The Jackson reforms are now a little more than a year old. The changes to the way in which litigation has to be run have caused difficulties for all parties to litigation. 

There are numerous war stories about the application of Mitchell. Many otherwise meritorious cases have been brought to a sudden end following a failure which might have been seen as innocuous in the recent past. 

Whatever your views about the Jackson reforms, it is clear that the rules are here to stay. Unlike the swift judicial distancing apparent almost immediately after the Woolf reforms came into force in the 1990s, this time the Court of Appeal is supporting the principle behind the Jackson reforms. Both from the bench, and off it, senior judges have made it clear that litigants and their lawyers have to learn how to run cases in a Jackson-compliant way. If they do not, no-one should expect any judicial sympathy. 

One impact of the reforms is that litigation procedure has now attained an importance way beyond what is justified, and that it has done so at the expense of justice. In short, the parties to the litigation are the ones to suffer, or the insurers of law firms. 

However, the brave new world is here to stay, but is it working in a practical way? Our experience suggests not, and it is unfortunate that the predictable increase in satellite litigation was not foreseen by the Jackson reforms, so as to ensure that courts were properly equipped to deal with it. Put another way, implementation has been a weakness, in terms of training of the judiciary as well as resourcing. 

For law firms, it is important that the court is able to deal with things promptly. There is an irony however that while the parties are being sanctioned for marginal delays (sometimes a matter of minutes), the proverbial black hole of the court postal system seems to have grown since April 2013, not reduced. As such, the practical hurdles for law firms dealing with litigation have grown significantly. 

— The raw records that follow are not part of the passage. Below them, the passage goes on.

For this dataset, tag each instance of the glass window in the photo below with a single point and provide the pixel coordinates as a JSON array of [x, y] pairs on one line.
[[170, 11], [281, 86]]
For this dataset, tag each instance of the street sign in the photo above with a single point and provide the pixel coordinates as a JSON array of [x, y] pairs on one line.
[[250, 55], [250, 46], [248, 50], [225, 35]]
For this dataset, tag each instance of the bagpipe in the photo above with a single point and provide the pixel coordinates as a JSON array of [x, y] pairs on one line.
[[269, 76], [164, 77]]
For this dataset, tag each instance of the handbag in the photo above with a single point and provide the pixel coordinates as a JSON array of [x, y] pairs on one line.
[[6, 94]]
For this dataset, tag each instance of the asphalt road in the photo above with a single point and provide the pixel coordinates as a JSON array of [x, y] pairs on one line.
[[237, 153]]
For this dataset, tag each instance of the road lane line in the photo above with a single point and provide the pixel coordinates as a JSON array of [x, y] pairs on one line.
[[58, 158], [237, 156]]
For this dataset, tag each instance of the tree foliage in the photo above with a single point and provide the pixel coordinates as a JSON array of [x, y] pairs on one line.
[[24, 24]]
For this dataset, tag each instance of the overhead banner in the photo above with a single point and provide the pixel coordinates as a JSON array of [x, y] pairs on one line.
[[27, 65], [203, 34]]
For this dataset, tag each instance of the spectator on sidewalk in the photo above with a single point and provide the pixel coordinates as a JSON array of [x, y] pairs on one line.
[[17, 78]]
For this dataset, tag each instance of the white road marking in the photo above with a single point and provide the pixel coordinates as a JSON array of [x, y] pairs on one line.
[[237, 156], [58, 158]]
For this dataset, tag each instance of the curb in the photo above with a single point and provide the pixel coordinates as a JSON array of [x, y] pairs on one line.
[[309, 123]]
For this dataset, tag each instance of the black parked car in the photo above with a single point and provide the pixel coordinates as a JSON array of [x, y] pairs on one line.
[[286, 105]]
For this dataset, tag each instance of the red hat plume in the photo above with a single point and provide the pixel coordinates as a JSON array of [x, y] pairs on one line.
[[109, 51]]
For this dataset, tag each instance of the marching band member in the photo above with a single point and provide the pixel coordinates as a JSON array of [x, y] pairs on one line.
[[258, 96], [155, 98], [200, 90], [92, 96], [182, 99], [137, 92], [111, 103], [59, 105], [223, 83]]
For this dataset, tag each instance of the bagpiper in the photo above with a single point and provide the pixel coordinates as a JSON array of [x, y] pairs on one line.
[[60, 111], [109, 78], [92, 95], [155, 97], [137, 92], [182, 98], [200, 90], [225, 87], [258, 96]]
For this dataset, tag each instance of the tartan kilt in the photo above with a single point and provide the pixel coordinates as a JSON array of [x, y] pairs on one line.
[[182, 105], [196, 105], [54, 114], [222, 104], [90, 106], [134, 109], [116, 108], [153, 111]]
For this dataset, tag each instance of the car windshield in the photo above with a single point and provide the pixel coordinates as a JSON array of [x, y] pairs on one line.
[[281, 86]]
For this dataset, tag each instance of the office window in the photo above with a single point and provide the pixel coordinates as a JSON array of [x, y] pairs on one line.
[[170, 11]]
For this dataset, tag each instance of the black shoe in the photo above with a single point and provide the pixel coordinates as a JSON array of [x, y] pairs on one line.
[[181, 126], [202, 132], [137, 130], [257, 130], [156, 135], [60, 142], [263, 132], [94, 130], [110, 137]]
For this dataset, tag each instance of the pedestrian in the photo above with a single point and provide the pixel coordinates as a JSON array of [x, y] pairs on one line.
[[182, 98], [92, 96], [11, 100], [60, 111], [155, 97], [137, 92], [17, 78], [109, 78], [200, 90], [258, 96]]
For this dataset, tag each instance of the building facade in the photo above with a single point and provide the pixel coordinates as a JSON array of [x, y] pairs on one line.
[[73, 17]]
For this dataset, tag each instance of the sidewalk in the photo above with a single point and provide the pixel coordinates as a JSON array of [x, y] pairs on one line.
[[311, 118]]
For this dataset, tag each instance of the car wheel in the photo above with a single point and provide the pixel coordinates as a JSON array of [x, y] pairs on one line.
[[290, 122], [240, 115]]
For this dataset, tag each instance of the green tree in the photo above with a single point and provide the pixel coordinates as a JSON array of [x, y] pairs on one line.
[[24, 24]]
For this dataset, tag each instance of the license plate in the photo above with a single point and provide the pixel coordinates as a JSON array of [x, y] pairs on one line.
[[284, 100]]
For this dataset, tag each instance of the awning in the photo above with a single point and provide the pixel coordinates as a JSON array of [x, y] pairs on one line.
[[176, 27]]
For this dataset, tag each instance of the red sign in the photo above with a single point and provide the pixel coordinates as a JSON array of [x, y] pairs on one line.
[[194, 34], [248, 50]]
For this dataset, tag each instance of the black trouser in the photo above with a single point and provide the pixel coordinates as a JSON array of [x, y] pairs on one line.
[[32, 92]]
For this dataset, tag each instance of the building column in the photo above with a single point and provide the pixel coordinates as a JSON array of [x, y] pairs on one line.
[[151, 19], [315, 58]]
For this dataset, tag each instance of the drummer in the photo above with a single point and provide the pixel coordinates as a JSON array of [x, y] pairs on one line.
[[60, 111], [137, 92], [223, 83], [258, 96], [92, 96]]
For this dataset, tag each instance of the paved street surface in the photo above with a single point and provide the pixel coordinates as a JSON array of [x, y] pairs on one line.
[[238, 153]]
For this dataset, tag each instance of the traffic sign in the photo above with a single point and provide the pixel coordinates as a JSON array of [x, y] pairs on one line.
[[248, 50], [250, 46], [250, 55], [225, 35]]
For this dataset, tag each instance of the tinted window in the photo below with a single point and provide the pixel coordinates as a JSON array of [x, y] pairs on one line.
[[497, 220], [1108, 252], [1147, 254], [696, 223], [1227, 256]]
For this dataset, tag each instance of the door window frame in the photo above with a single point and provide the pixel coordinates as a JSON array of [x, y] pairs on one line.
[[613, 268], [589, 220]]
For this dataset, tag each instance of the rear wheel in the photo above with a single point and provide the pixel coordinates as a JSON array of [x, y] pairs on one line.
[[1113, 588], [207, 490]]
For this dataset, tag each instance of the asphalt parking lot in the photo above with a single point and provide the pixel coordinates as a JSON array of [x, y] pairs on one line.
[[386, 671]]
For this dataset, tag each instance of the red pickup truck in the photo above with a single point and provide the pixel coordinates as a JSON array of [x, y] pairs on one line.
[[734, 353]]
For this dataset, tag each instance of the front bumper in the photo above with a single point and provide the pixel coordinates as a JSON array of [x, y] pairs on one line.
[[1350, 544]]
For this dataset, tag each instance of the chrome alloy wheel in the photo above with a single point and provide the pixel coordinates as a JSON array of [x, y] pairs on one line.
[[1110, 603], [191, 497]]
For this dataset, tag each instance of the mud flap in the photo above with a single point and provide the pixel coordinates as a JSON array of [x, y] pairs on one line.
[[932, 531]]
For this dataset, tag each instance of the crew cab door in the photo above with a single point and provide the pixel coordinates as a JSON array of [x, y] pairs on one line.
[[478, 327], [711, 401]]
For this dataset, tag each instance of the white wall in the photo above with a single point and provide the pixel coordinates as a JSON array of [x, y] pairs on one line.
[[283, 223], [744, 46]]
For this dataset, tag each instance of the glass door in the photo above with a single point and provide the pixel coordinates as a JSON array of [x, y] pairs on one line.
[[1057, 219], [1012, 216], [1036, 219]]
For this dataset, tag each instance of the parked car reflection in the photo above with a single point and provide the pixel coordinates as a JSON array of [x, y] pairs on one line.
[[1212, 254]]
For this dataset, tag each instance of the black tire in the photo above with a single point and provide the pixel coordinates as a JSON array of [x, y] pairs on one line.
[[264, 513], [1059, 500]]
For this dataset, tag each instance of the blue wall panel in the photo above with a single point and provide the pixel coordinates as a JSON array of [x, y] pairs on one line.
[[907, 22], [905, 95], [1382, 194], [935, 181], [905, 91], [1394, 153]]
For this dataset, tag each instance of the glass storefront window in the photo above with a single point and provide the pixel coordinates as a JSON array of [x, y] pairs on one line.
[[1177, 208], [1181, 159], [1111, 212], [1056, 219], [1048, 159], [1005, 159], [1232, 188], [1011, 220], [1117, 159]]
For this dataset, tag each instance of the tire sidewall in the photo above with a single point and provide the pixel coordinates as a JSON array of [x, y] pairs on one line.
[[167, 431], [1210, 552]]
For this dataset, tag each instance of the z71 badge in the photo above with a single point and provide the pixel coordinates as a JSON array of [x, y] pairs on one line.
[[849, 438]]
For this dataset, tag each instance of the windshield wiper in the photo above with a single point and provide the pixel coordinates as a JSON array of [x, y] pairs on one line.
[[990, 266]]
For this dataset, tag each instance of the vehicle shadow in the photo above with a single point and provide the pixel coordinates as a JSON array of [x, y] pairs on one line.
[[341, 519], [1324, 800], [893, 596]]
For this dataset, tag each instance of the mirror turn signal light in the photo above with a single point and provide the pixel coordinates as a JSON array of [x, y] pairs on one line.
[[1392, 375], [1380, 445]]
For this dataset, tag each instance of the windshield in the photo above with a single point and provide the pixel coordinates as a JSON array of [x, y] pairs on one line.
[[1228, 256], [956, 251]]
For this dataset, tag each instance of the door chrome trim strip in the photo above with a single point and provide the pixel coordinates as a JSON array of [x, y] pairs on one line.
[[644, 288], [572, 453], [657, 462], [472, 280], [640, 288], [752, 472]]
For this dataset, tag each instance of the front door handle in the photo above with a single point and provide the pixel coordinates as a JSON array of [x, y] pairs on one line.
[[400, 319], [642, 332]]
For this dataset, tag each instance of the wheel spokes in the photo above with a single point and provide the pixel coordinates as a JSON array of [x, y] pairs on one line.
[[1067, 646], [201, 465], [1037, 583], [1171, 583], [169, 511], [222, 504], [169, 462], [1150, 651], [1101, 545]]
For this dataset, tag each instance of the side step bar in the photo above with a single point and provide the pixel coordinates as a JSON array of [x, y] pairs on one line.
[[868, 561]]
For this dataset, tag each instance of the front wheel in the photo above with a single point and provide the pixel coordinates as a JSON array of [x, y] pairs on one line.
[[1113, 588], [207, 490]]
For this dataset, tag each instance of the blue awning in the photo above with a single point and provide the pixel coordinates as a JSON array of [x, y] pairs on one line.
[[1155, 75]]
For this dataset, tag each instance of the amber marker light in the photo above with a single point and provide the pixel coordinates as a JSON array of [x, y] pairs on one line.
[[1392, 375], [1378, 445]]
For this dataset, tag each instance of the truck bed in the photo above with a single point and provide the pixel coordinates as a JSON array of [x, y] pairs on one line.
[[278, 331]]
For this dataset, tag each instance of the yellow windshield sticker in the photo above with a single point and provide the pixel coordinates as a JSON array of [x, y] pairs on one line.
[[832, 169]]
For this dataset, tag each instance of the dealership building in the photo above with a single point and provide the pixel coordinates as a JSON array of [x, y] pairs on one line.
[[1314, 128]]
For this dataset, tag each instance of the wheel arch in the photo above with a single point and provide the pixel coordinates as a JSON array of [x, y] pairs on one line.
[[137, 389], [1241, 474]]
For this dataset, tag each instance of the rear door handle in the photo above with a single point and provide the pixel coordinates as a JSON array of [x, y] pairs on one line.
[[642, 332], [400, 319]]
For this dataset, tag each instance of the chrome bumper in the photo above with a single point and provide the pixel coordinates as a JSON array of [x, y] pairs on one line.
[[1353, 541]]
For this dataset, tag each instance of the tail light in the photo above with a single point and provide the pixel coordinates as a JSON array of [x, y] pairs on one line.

We have seen several notable examples:

  • The limitations on the ability to file papers electronically or by fax. There is no single practice, and variations between courts are common . We have seen rules which limit electronic filing to a modest number of pages, to single attachments, or to small file sizes. All this makes sense but sometimes documents are lengthy simply because they need to be. Nor do the courts have the resource to respond to e-mails. Since papers now have to be filed by a particular date, with draconian sanctions if they are not, it is nerve-wracking to e-mail a defence and to have an automatic response (if you get a response at all) saying that it will be looked at within 5 days but if the attachments break that court’s local directions it will not be accepted. How do you know if you are in breach or not?
  • The increased use of the online money-only claims system for issuing proceedings compounds the problem. If the parties need to agree an extension of time or another application is needed, it can only be sent by post since it needs a cheque with it. If the document exceeds their size limits you cannot fax or e-mail it, even if the payment follows by post. Nor can you deliver it by hand. Post is sent to a building in Salford without a public reception and where the PO Box is locked inside the building so you cannot even deliver it and prepare an affidavit of service. Therefore, law firms need to be ready days before a deadline simply to guarantee that procedural steps are complied with. If you are instructed a week after service that gives virtually no time to respond.
  • Courts have also been swamped with applications and the impression from the outside is that they are sinking. For instance, we have a matter in which the parties were waiting to hear if a trial would take place in 21 days time. All parties wrote to the court about it but were told that there was a 15 day turnaround to read any letters so none of the parties knew whether to prepare for trial or brief counsel. The only way to expedite the process, we were told, was to ask a judge. The same turnaround time exists to get an urgent request to the judge. This is frustrating for all stakeholders in the litigation.
  • Even where the parties agree a particular approach, their inability to get a timely response from the court is leading to technical points being taken, or uncertainty which prevents the merits of a claim being considered properly. A law firm’s ability to engage with their opponent, and to agree sensible steps, has taken a dent.

The concern most law firms are likely to have is that, when faced with litigation, energy (and cost) has to be focussed more than ever before on the litigation itself, and procedural aspects, rather than what is most important to the clients – dealing with the issues and resolution. The pendulum has swung too far, and it is not easy to see how these changes have made litigation more cost effective. Perhaps the aim was simply to stop litigation occurring at all, which in itself is no bad thing and will encourage greater pragmatism via the use of Pre-Action Protocols.